Background Clinical supervision has been defined as ‘an exchange between practicing professionals to enable the development of professional skills’ (Faugier & Butterworth, 1994): Conversely, Hyrkas et al suggested that although clinical supervision is encouraged widely in nursing literature, studies carried out (to the date of their published work) had failed to evidence how supervision benefits clinical practice (Hyrkas, Koivula, Paunomon, 1999). More recent research, however, suggests that clinical supervision supports practice and helps healthcare practitioners maintain and improve standards by reflecting and identifying workable strategies for future work (Sullivan & Garland, 2013). Because of this, clinical supervision is central to the process of lifelong learning and the benefits of clinical supervision outweigh its costs (Doncaster & Bassetlaw Hospital, 2016). In the hospice setting, clinical supervision holds several challenges, with synchronising availability between clinical staff and facilitators being a significant factor within the inpatient unit.

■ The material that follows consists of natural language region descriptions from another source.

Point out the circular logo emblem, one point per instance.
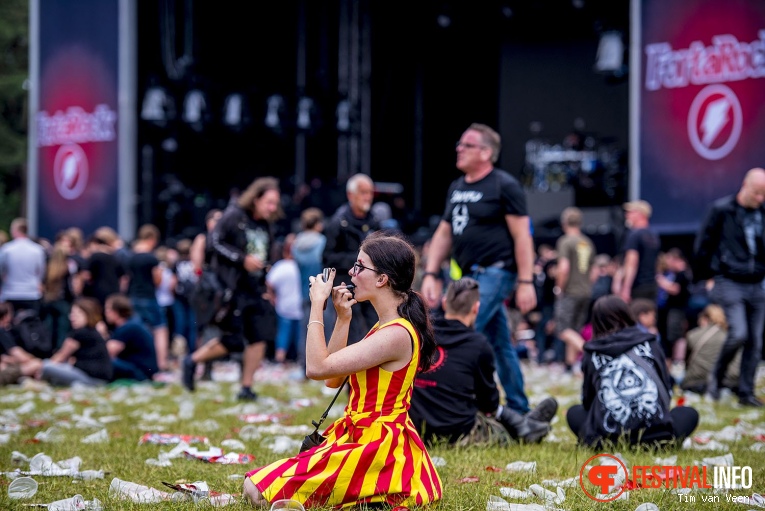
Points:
(70, 171)
(714, 122)
(604, 477)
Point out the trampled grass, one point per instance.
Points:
(470, 475)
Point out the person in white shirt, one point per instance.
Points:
(284, 281)
(22, 268)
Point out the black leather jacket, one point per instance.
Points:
(721, 247)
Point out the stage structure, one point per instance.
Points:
(82, 116)
(697, 104)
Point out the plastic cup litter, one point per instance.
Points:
(22, 488)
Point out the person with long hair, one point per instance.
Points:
(241, 243)
(373, 453)
(627, 389)
(58, 293)
(83, 357)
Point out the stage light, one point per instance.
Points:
(157, 105)
(194, 108)
(274, 112)
(344, 116)
(234, 111)
(610, 56)
(304, 113)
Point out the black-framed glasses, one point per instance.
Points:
(358, 268)
(467, 145)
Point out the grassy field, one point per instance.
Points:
(470, 475)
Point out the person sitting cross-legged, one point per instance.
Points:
(457, 399)
(131, 343)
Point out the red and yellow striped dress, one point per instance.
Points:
(372, 454)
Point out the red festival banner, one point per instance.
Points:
(77, 166)
(698, 104)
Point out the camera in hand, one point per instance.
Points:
(325, 277)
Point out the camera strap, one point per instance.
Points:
(326, 412)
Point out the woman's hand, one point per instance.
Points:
(319, 290)
(343, 300)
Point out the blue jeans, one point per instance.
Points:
(744, 306)
(185, 323)
(496, 285)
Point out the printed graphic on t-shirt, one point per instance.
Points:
(460, 219)
(257, 243)
(628, 394)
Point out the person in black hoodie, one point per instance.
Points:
(730, 247)
(457, 399)
(241, 244)
(626, 389)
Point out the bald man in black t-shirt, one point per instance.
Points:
(486, 229)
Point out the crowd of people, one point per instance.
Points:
(416, 331)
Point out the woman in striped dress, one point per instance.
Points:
(372, 454)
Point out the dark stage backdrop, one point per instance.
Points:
(699, 111)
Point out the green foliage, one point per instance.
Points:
(14, 71)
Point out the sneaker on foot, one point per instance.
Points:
(544, 411)
(247, 395)
(188, 368)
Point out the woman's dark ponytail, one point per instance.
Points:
(413, 308)
(395, 257)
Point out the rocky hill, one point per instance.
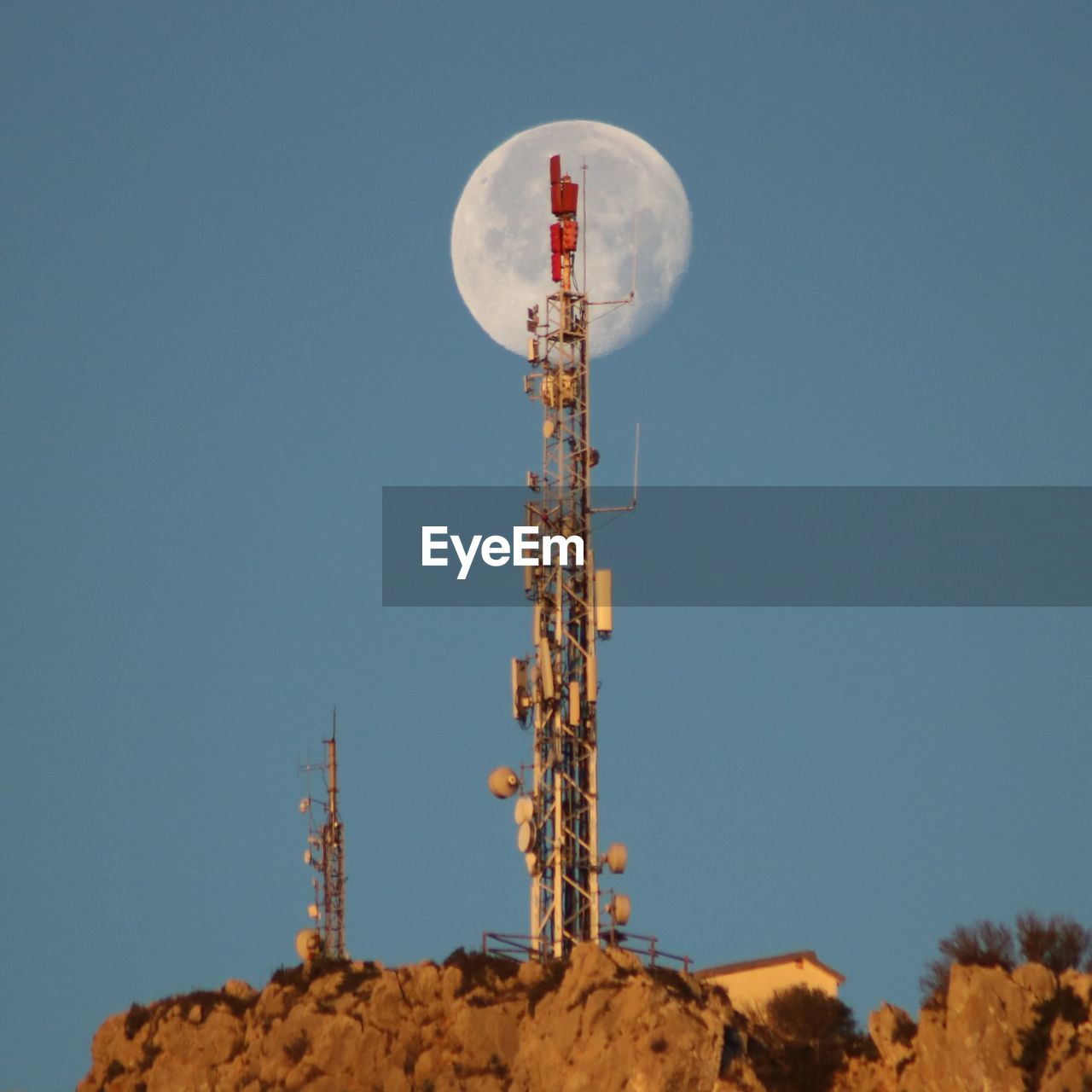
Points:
(601, 1024)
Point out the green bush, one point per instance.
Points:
(1036, 1042)
(136, 1018)
(1057, 943)
(984, 944)
(479, 969)
(802, 1037)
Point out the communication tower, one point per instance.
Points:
(326, 854)
(556, 687)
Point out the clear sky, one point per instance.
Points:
(229, 318)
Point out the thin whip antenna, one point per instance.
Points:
(584, 179)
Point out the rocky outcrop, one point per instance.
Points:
(1025, 1031)
(600, 1024)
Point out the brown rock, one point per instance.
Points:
(892, 1029)
(236, 987)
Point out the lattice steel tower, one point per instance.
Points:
(556, 687)
(326, 853)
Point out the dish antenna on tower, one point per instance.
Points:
(556, 688)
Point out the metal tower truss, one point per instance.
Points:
(556, 687)
(326, 854)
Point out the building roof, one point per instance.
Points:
(753, 964)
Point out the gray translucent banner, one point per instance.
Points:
(771, 546)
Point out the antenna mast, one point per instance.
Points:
(326, 853)
(557, 686)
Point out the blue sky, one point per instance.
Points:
(229, 318)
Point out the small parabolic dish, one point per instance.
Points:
(503, 782)
(617, 857)
(619, 909)
(307, 944)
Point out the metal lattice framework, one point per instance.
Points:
(557, 685)
(327, 857)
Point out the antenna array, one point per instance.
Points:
(326, 854)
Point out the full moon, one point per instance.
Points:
(635, 232)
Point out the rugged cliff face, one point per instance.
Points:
(603, 1022)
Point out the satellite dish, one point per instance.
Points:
(503, 782)
(617, 857)
(307, 944)
(619, 909)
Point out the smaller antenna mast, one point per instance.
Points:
(326, 854)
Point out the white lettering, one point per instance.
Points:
(496, 550)
(428, 544)
(562, 543)
(465, 556)
(525, 538)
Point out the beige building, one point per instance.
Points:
(751, 984)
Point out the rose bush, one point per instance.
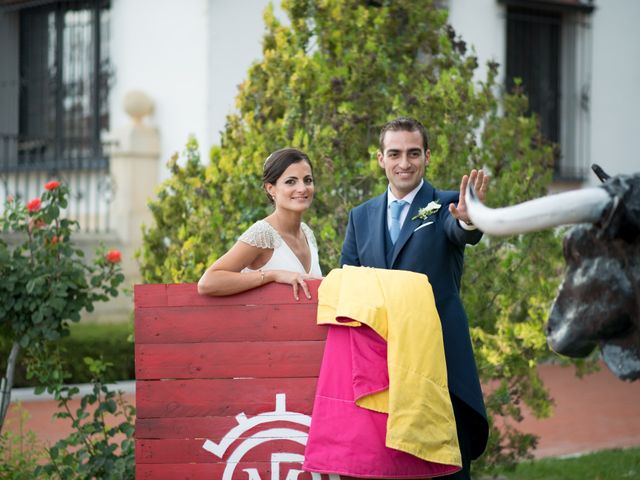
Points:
(46, 282)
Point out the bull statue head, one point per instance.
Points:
(598, 302)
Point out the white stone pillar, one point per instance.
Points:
(134, 174)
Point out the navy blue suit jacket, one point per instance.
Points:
(435, 247)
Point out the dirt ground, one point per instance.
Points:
(594, 413)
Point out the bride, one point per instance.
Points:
(279, 248)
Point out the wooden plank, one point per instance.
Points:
(153, 295)
(202, 427)
(186, 294)
(221, 397)
(214, 471)
(192, 450)
(228, 324)
(228, 360)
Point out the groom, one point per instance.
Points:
(396, 231)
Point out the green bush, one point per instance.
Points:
(109, 341)
(327, 82)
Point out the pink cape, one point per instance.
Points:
(344, 438)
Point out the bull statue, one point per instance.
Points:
(598, 302)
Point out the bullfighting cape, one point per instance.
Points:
(382, 405)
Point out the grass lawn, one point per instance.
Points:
(604, 465)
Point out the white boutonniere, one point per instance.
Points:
(430, 209)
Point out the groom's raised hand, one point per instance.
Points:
(480, 183)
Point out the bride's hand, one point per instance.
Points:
(296, 280)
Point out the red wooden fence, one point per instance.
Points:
(224, 385)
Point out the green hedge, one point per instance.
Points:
(109, 341)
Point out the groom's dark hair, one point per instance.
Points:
(278, 162)
(404, 124)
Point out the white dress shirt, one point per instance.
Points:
(405, 208)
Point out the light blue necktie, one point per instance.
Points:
(396, 209)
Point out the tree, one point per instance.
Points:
(326, 84)
(45, 283)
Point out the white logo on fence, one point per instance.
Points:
(280, 414)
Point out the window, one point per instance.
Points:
(548, 48)
(64, 86)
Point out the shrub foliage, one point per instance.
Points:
(327, 82)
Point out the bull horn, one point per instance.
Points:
(578, 206)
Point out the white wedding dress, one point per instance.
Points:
(262, 235)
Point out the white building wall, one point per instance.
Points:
(615, 98)
(160, 47)
(482, 24)
(235, 39)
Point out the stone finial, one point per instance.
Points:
(138, 105)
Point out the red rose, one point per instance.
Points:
(34, 205)
(113, 256)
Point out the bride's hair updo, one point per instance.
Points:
(278, 162)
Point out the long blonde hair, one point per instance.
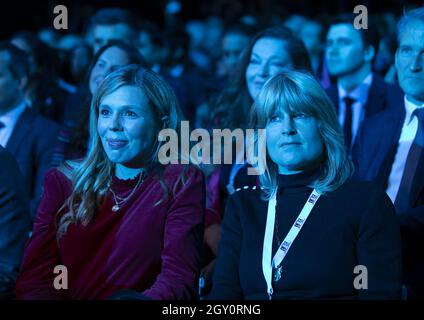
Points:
(91, 176)
(296, 91)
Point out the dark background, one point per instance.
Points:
(17, 15)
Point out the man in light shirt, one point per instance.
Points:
(359, 92)
(390, 149)
(28, 136)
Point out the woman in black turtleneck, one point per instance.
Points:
(349, 245)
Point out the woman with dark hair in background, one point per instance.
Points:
(270, 52)
(120, 219)
(73, 138)
(45, 91)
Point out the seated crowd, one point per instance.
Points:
(84, 184)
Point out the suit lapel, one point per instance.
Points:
(21, 130)
(387, 137)
(375, 100)
(333, 94)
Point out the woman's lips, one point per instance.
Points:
(286, 144)
(117, 144)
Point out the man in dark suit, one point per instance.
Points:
(390, 149)
(15, 222)
(359, 92)
(27, 135)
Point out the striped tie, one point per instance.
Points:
(415, 155)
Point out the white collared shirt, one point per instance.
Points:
(9, 120)
(409, 130)
(360, 94)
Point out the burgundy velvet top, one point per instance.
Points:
(154, 250)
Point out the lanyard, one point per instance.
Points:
(267, 264)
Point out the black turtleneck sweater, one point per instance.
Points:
(353, 225)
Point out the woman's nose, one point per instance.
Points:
(115, 123)
(263, 70)
(416, 64)
(288, 127)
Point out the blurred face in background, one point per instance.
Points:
(147, 48)
(345, 52)
(24, 46)
(268, 58)
(311, 35)
(233, 45)
(111, 59)
(409, 61)
(102, 34)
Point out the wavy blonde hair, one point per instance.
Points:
(296, 91)
(91, 176)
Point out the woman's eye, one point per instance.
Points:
(100, 64)
(274, 118)
(405, 51)
(130, 114)
(300, 115)
(254, 61)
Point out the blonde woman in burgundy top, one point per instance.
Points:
(124, 225)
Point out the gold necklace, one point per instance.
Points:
(119, 201)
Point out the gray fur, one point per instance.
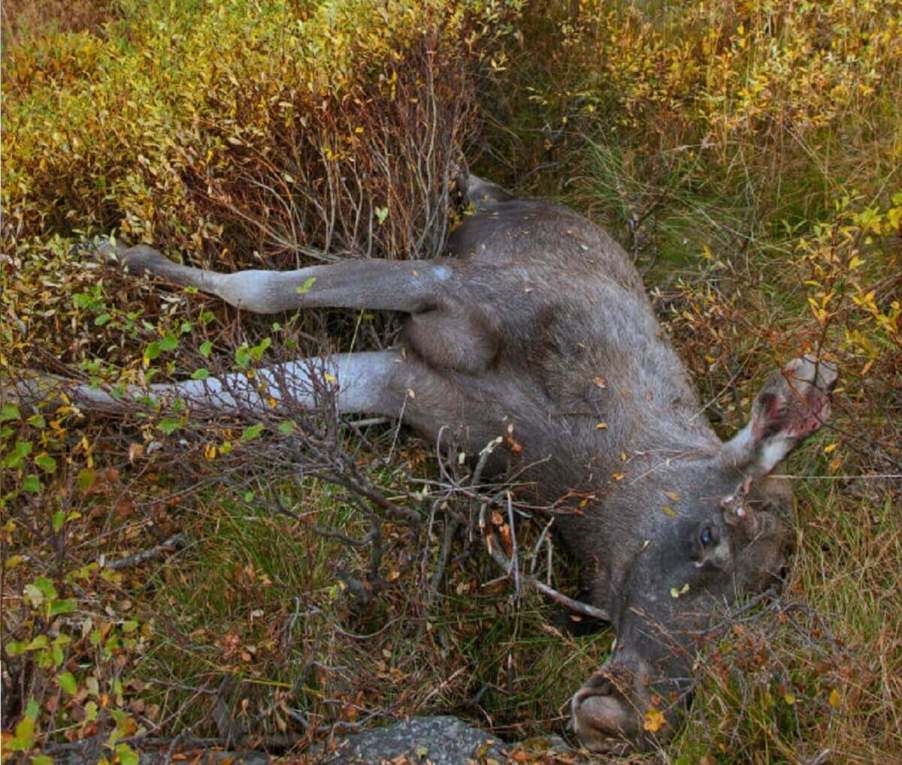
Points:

Aims The aim of the project was to offer a meaningful clinical supervision resource to inpatient unit staff in line with the support being offered by the organisation to members of other teams. The Nursing & Midwifery Council (NMC, 2018) states that clinical supervision should be available to registered nurses throughout their careers so they can constantly evaluate and improve their contribution to the care of people but identifying and testing a method which is workable for inpatient unit staff has been challenging, especially during a pandemic.
Diarised group work with designated facilitators mixing members with varying job roles across the hospice with a generic scenario to discuss.
Regular virtual sessions throughout the month organised by remote facilitator.
Results * Method 1 attendance (Q4). Two staff members over four hours clinical supervision.
* Method 2 attendance (Q4). 14 staff members over seven hours clinical supervision.
Conclusions It is clear to see from the above results that method 2 is a significantly more efficient way of engaging with staff than method 1.